Moja koleżanka opowiedziała mi, że gdy była w ósmej klasie i mama pomalowała jej rzęsy, to ona wstydziła się pójść do szkoły. Dlaczego nie wstydzą się „dziewczęta, których wiek trudno określić”?
Bo żyjemy w kulturze obnażania i nie chodzi tylko o rzęsy, ale całe ciało. Nie ma w niej czegoś takiego, jak uczucie wstydu. Jej uczestnicy są wręcz nakłaniani do ekshibicjonizmu pod każdym względem. To jest stylistyka rodem z MTV, gdzie im więcej się pokaże, tym lepiej. Dodatkowo dzieciństwo i dorosłość się przenikają.
Dlaczego?
Między innymi dlatego, że to się opłaca. Z jednej strony mamy infantylnych dorosłych, a z drugiej dojrzałe dzieci, które tak naprawdę są małymi dorosłymi. Takim osobom można zaproponować więcej usług, produktów i rozrywek. Mówią o tym książki Susan Linn „Consuming Kids”, czy Joela Bakana „Dzieciństwo w oblężeniu: łatwy cel dla wielkiego biznesu”. Dziś określa się tzw. całożyciową wartość konsumenta. Dziecko się rodzi i potrzebuje pieluch, smoczka, mleka itd. Firma, która je oferuje, zdaje sobie sprawę, że dziecko za chwilę wejdzie w inny wiek i że trzeba taką osobę do siebie przywiązać, żeby nie odeszła - od pieluch po kosmetyki. Mamy więc do czynienia z komercjalizacją dzieciństwa. Nie demonizowałabym jednak faktu, że młode dziewczyny postrzegamy w kategoriach seksualnych, jako takich…
Lolitek?
Tak, lolitek. Kulturowo to nie jest nic nowego. W wielu miejscach świata bardzo młode dziewczęta wydawane są za mąż i normą jest, że czternastolatka jest już matką. Z lolitkami kultury zachodniej jest jednak problem - ich seksualizacja nie idzie w parze z dojrzałością społeczną i psychologiczną gotowością ponoszenia jej konsekwencji, na przykład w postaci kontaktu ze starszym mężczyzną. Rozwój nie nadąża za wyglądem, a kobiecość jest sprowadzana do mało znaczących atrybutów. Z jednej strony nas to przeraża, a z drugiej eksploatujemy to zjawisko. Swego czasu wynikła afera z okładką pisma „Elle”, na której pojawiła się 13-letnia dziewczynka, córka znanych celebrytów, wystylizowana na dorosłą kobietę. Padały głosy i oburzenia, ale i akceptacji.
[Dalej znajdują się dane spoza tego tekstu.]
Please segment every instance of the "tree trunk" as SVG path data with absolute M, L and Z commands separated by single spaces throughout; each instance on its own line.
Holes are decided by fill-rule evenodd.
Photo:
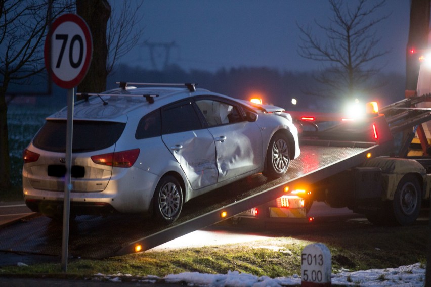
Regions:
M 78 86 L 77 90 L 100 92 L 106 89 L 106 26 L 111 15 L 111 6 L 107 0 L 76 0 L 76 12 L 90 28 L 93 46 L 88 72 Z
M 0 87 L 0 189 L 11 187 L 11 159 L 8 133 L 8 105 Z
M 410 4 L 410 26 L 406 57 L 406 89 L 416 90 L 421 53 L 428 49 L 429 0 L 415 0 Z M 411 49 L 416 51 L 410 52 Z M 422 51 L 420 51 L 422 50 Z

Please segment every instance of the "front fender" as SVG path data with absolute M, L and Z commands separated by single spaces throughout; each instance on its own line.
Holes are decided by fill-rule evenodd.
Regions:
M 380 157 L 367 161 L 364 167 L 377 167 L 381 170 L 383 200 L 393 200 L 398 183 L 409 173 L 420 178 L 421 186 L 426 182 L 426 171 L 423 166 L 414 160 Z

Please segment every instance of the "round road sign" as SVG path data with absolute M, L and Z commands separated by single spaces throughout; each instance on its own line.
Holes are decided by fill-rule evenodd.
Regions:
M 88 71 L 93 54 L 91 33 L 75 14 L 63 14 L 54 21 L 45 41 L 45 66 L 53 81 L 69 89 L 78 85 Z

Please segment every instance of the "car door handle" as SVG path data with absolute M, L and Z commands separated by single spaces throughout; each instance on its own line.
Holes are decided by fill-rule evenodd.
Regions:
M 226 137 L 224 135 L 222 135 L 216 138 L 216 140 L 217 140 L 217 141 L 220 141 L 220 142 L 223 142 L 226 140 Z
M 180 145 L 179 144 L 177 144 L 177 145 L 176 145 L 175 146 L 173 146 L 172 147 L 170 147 L 170 149 L 171 150 L 174 150 L 174 151 L 178 151 L 179 150 L 181 150 L 182 148 L 183 148 L 183 145 Z

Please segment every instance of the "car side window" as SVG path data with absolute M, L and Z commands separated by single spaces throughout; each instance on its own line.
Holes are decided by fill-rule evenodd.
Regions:
M 160 111 L 157 109 L 146 115 L 138 124 L 135 137 L 137 139 L 160 136 L 161 132 Z
M 202 128 L 200 120 L 190 101 L 169 106 L 162 110 L 163 134 Z
M 209 126 L 240 122 L 238 108 L 232 105 L 213 100 L 198 100 L 196 105 Z

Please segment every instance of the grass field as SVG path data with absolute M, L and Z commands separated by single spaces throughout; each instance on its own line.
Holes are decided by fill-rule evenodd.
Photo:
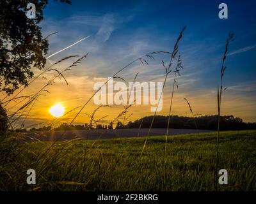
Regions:
M 214 191 L 216 133 L 52 143 L 2 142 L 2 191 Z M 15 142 L 12 142 L 14 141 Z M 10 142 L 12 143 L 10 149 Z M 9 145 L 7 145 L 9 144 Z M 220 133 L 220 191 L 256 190 L 256 131 Z M 36 184 L 26 184 L 34 169 Z

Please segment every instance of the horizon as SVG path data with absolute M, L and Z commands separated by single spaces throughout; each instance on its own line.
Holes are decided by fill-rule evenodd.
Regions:
M 89 54 L 81 64 L 65 73 L 68 85 L 60 79 L 47 88 L 50 93 L 40 97 L 28 116 L 25 127 L 56 120 L 49 110 L 56 104 L 62 104 L 65 113 L 83 105 L 93 93 L 94 83 L 104 81 L 134 59 L 154 51 L 170 52 L 184 26 L 187 27 L 179 43 L 184 69 L 177 79 L 179 88 L 175 90 L 172 115 L 189 117 L 184 98 L 189 101 L 195 113 L 218 114 L 216 96 L 221 57 L 228 34 L 234 32 L 236 40 L 230 45 L 227 56 L 224 79 L 227 90 L 221 101 L 221 114 L 232 115 L 246 122 L 255 122 L 256 70 L 253 69 L 253 57 L 256 54 L 256 33 L 253 28 L 256 19 L 253 17 L 253 8 L 256 3 L 230 2 L 226 1 L 228 18 L 220 19 L 218 1 L 183 1 L 183 3 L 166 1 L 157 4 L 142 1 L 126 3 L 125 6 L 124 3 L 115 2 L 115 6 L 104 1 L 99 4 L 72 1 L 72 5 L 51 1 L 45 9 L 40 26 L 44 36 L 58 33 L 49 38 L 49 50 L 46 57 L 86 36 L 90 37 L 49 57 L 45 68 L 65 57 Z M 182 13 L 180 15 L 178 12 L 181 8 Z M 132 82 L 138 72 L 136 82 L 163 82 L 164 69 L 161 66 L 162 58 L 168 61 L 168 57 L 165 56 L 149 61 L 149 66 L 138 62 L 118 76 Z M 70 59 L 55 68 L 62 70 L 74 60 Z M 44 70 L 33 71 L 36 76 Z M 52 71 L 44 76 L 48 79 L 54 73 Z M 167 86 L 172 83 L 173 78 L 173 74 L 168 79 Z M 26 88 L 22 95 L 35 92 L 46 82 L 40 78 Z M 157 115 L 168 115 L 170 94 L 167 87 L 163 94 L 163 110 Z M 10 103 L 10 107 L 13 104 Z M 133 113 L 129 120 L 152 114 L 150 106 L 134 105 L 129 110 L 129 113 Z M 97 106 L 91 101 L 74 124 L 88 122 L 90 118 L 86 114 L 91 114 Z M 104 107 L 96 116 L 99 119 L 107 115 L 100 122 L 106 124 L 122 108 L 122 105 Z M 11 109 L 11 112 L 15 110 Z M 74 110 L 65 121 L 72 120 L 78 110 Z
Celebryci to inna bajka. Zajmijmy się Anią z Torunia albo Solca. Jej rodzice pracują za te polskie dwa tysiące i starają się przekazać Ani dobre wzorce. I nagle nie rozumieją, dlaczego ich dziecko zakłada obcisłe spodnie z dziurami na pupie, bluzkę tak krótką, że widać pępek i prosi ich o zgodę na kolczyk w brzuchu. Co się stało z naszą Anią?
To często zadawane pytanie. W przypadku nastolatków zachodzą istotne zmiany jeśli chodzi o wpływ, jaki jest wywierany na młodego człowieka. W dzieciństwie najważniejsza jest rodzina, a potem wkraczają szkoła, grupa rówieśnicza i media. Szkoła funkcjonuje na pewnych zasadach, które teoretycznie obowiązują nastolatki. Pracując nad książką widziałyśmy z Kasią Stadnik te wszystkie regulaminy, tablice z informacjami, że nie wolno przychodzić do szkoły w makijażu i skąpym ubiorze. To jednak tylko deklaracja stanu pożądanego ze strony nauczycieli. Pan zdaje sobie sprawę jak wyglądają szkolne, gimnazjalne korytarze? W praktyce na Anię wpływają przede wszystkim grupa rówieśnicza oraz media. I tam poszukuje ona wzorców lub są jej one narzucane. W przypadku dziewcząt wpływ grupy rówieśniczej jest bardzo specyficzny. Jeśli Ania nawet nie czuje klimatu lolitek, to będzie na nią wywierana taka presja, że w końcu prawdopodobnie się podda. Wiele naszych respondentek ujawniło, że znalazły się w obliczu dylematu: „dziwka albo szara myszka”. Możesz być jedną, albo drugą. I wie pan, co jest najgorsze?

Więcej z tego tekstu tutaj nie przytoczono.